“I suppose it isn’t,” he assented good-naturedly. “But you people up at the North here don’t suspicion what we have been through. You caught only the edge of the hurricane. The most of you, I take it, weren’t in it at all.”
“Our dearest were in it.”
“Well, we got whipped, Wesley, I acknowledge it; but we deserved to win, if ever bravery deserved it.”
“The South was brave, nobody contests that; but ’’t is not enough to be brave’—
On the awful shield of God,’
as one of our poets says.”
“Blast one of your poets! Our people were right, too.”
“Come, now, Flagg, when you talk about your people, you ought to mean Northerners, for you were born in the North.”
“That was just the kind of luck that has followed me all my life. My body belongs to Bangor, Maine, and my soul to Charleston, South Carolina.”
“You’ve got a problem there that ought to bother you.”
“It does,” said the colonel, with a laugh.
“Meanwhile, my dear boy, don’t distress Mrs. Wesley with it. She is ready to be very fond of you, if you will let her. It would be altogether sad and shameful if a family so contracted as ours couldn’t get along without internal dissensions.”
My cousin instantly professed the greatest regard for Mrs. Wesley, and declared that both of us were good enough to be Southrons. He promised that in future he would take all the care he could not to run against her prejudices, which merely grew out of her confused conception of State rights and the right of self-government. Women never understood anything about political economy and government, anyhow.
Having accomplished thus much with the colonel, I turned my attention, on his departure, to smoothing Clara. I reminded her that nearly everybody North and South had kinsmen or friends in both armies. To be sure, it was unfortunate that we, having only one kinsman, should have had him on the wrong side. That was better than having no kinsman at all. (Clara was inclined to demur at this.) It had not been practicable for him to divide himself; if it had been, he would probably have done it, and the two halves would doubtless have arrayed themselves against each other. They would, in a manner, have been bound to do so. However, the war was over, we were victorious, and could afford to be magnanimous.

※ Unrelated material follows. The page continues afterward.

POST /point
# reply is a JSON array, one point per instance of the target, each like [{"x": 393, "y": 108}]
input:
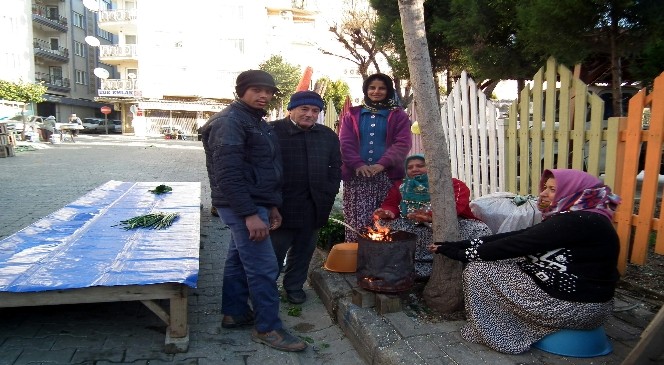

“But he doesn’t seem to have discovered that the war is over,” returned Clara. “He ‘still waves.’”
“It is likely that certain obstinate persons on both sides of Mason and Dixon’s line will be a long time making the discovery. Some will never make it—so much the worse for them and the country.”
Mrs. Wesley meditated and said nothing, but I saw that so far as she and the colonel were concerned the war was not over.